It is important to choose a mediator with experience in the area of the issues in dispute and having regard to the personalities’ involved. While some believe that any experienced mediator can mediate an estate dispute, regardless of training and experience, it is important to consider the complexity of the estate litigation matter and the type of assets and interests involved. Estate litigation is a unique area of law with unique considerations.
The types of issues mediated in the area of estates include: Will, estate and trust challenges; dependant support claims; family law act elections, passing of account applications by fiduciaries’ including, attorneys, guardians, trustees and estate trustees; power of attorney litigation; trust rectification/variation/interpretation applications, guardianships for property or for personal care; elder law issues including elder abuse; capacity proceedings; end-of-life disputes, fiduciary litigation; and tax considerations and consequences arising in estates and trusts.

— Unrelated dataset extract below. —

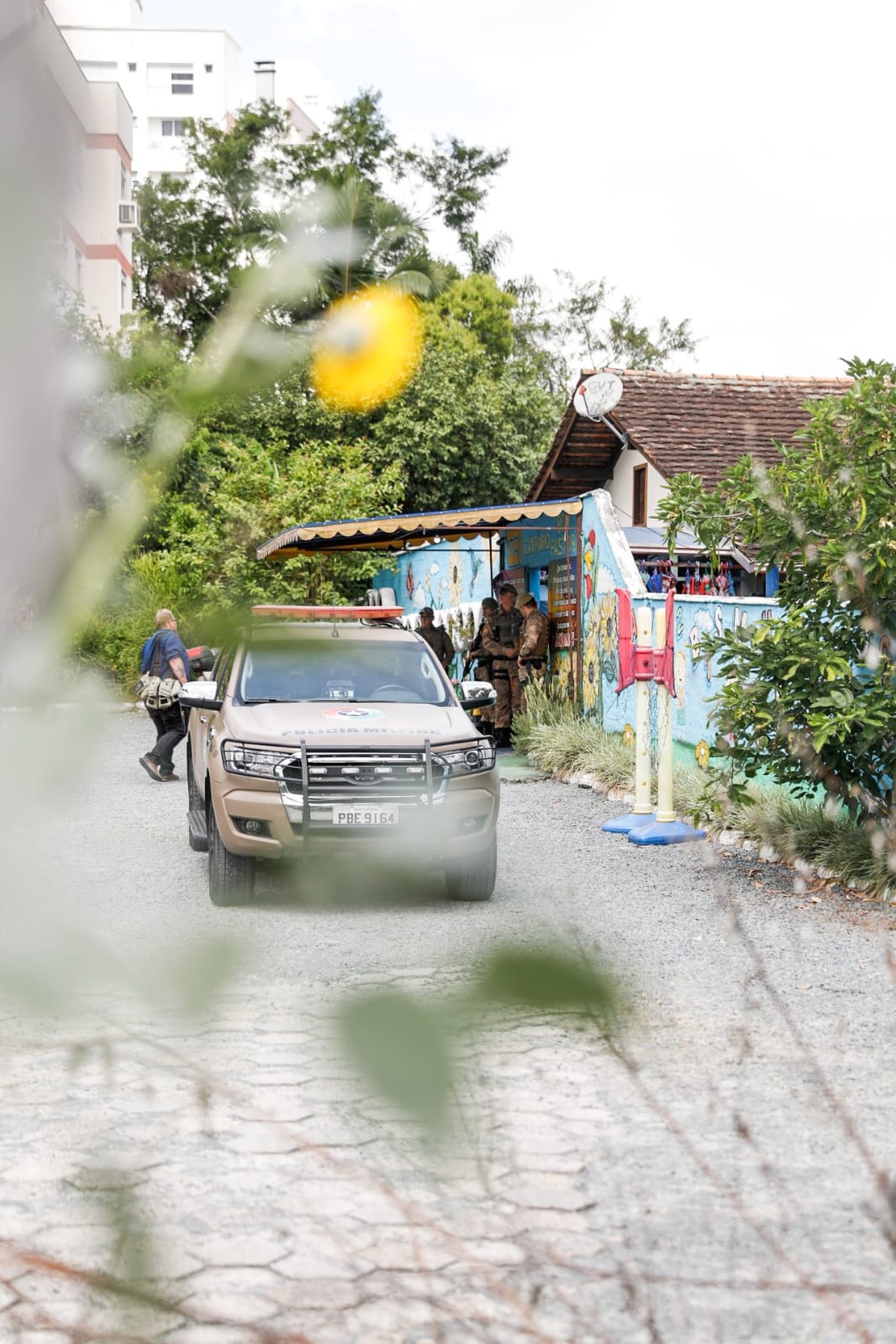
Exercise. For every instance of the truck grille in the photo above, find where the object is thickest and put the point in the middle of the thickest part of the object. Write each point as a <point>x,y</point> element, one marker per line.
<point>364,777</point>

Complex estate disputes often involve family businesses, corporate structures, estate freezes, shareholder agreements, property and corporate valuations, co-ownership to list but a few. Often the estate dispute will touch on more than one of these issues. Therefore, it is important to choose a mediator who understands and is knowledgeable about the area of law which predominates the subject matter of the proceeding and which also reflects the dollar value attributed to the matter.

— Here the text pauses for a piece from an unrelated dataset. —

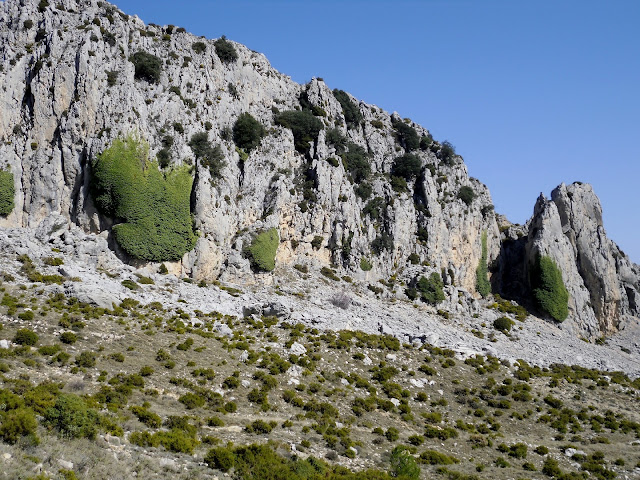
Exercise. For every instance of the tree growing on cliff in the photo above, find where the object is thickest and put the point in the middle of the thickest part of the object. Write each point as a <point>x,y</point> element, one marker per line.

Choosing a mediator who is a specialist in estates and trust litigation often aids in getting the parties to a mutually agreeable resolution of the issues.
Choice of the mediator may include, lawyers, retired judges, social workers, elder law experts or other professionals.
Lawyers as Mediators and the Rules of Professional Conduct
If a lawyer acts as a mediator in Ontario, Rule 5.7 of the Rules of Professional Conduct sets outs specific obligations by which that lawyer must abide. Rule 5.7-1 states:
A lawyer who acts as a mediator shall, at the outset of the mediation, ensure that the parties to it understand fully that:
(a) the lawyer is not acting as a lawyer for either party but, as mediator, is acting to assist the parties to resolve the matters in issue; and
(b) although communications pertaining to and arising out of the mediation process may be covered by some other common law privilege, the communication will not be covered by the solicitor-client privilege.
The commentary to this Rule reminds lawyers that in acting as a mediator, generally a lawyer should not give legal advice to the parties during the mediation process. This does not preclude the mediator from giving legal information on the consequences if the mediation fails. Further, neither the lawyer-mediator nor a partner or associate of the lawyer-mediator should render legal representation or give legal advice to either party to the mediation, bearing in mind the provisions of the rules in Section 3.4 of the Rules of Professional Conduct that deal with “Conflicts” and its commentaries and the common law authorities.
This paper is intended for the purposes of providing information only and is to be used only for the purposes of guidance. This paper is not intended to be relied upon as the giving of legal advice and does not purport to be exhaustive.